For the sake of completeness, we ordered the parties to file supplemental briefing about the procedures available under state law. And the hotel owners’ cited authority—which could not cure the pleading defect—goes against their argument on the merits because it establishes that they could have raised their constitutional claims in state court. See Holiday Isle Resort & Marina Assocs. v. Monroe Cnty., 582 So.2d 721, 721 (Fla. Dist. Ct. App. 1991). The hotel owners stated at oral argument before this Court that the county court to which they appealed the special magistrate's order struck their constitutional claims as improper. The hotel owners had the opportunity to appeal the final judgment of that court but chose not to do so. Based on Holiday Isle Resort, the hotel owners could have argued in an appeal of the judgment that the order striking their constitutional claims was erroneous because their constitutional claims were “properly cognizable on an appeal to the [county] circuit court from a final order of” a special magistrate. Id. at 722.

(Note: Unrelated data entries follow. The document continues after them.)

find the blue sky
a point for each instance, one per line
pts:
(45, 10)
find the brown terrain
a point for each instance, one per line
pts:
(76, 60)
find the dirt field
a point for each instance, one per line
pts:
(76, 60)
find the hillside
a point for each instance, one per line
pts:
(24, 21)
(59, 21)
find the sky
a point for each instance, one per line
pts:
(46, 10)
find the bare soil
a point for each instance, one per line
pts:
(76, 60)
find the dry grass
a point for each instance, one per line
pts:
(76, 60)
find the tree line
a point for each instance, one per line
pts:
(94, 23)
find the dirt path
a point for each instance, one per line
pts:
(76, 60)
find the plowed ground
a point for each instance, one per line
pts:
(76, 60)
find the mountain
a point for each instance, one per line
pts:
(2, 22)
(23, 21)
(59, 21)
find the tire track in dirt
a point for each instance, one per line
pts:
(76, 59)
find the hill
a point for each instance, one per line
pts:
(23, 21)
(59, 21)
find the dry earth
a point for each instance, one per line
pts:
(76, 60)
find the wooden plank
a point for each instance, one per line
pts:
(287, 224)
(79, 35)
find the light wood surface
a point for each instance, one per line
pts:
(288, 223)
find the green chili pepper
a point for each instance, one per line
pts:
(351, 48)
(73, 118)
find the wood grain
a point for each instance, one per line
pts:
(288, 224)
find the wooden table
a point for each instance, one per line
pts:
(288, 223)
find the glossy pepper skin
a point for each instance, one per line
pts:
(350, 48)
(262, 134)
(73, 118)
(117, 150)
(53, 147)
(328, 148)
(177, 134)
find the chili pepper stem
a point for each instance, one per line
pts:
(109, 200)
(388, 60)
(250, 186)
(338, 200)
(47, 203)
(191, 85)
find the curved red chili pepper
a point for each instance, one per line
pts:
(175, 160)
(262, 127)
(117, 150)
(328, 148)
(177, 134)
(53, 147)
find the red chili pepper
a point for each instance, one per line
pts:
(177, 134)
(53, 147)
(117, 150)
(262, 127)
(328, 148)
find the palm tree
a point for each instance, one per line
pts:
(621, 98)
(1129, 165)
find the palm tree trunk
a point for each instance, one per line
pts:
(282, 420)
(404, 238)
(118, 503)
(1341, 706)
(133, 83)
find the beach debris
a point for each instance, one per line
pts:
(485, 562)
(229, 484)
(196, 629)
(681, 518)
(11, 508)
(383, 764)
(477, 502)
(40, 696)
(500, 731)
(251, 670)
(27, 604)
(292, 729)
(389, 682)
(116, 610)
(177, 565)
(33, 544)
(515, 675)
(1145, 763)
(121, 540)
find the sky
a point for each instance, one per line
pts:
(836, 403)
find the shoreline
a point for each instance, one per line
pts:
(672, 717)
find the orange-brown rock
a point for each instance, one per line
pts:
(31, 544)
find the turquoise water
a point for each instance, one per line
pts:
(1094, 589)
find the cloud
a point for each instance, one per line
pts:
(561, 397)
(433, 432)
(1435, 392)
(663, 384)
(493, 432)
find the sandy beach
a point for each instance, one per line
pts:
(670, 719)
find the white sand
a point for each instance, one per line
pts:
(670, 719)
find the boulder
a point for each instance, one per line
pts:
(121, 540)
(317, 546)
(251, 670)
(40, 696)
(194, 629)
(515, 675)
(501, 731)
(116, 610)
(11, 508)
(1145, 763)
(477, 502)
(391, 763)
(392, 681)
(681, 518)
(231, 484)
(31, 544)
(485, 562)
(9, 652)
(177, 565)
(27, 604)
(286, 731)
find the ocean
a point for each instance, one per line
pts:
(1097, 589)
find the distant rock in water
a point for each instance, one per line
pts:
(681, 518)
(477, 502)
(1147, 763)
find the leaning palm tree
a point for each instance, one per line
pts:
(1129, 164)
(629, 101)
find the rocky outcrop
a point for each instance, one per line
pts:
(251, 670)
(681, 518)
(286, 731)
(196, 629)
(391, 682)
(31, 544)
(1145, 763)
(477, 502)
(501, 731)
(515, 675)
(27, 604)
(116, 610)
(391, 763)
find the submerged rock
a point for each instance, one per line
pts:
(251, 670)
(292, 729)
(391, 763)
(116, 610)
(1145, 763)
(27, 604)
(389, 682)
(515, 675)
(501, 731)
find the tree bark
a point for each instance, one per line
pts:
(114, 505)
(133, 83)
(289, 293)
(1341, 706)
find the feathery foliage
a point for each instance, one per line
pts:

That the hotel owners failed to take advantage of these state procedures does not mean that the state deprived them of property without due process. And the hotel owners’ complaint failed to allege a cognizable Fourteenth Amendment claim in any event because it did not allege that state procedures were inadequate to cure any procedural defect. So, the City was entitled to summary judgment in its favor.
We AFFIRM the judgment in favor of the City.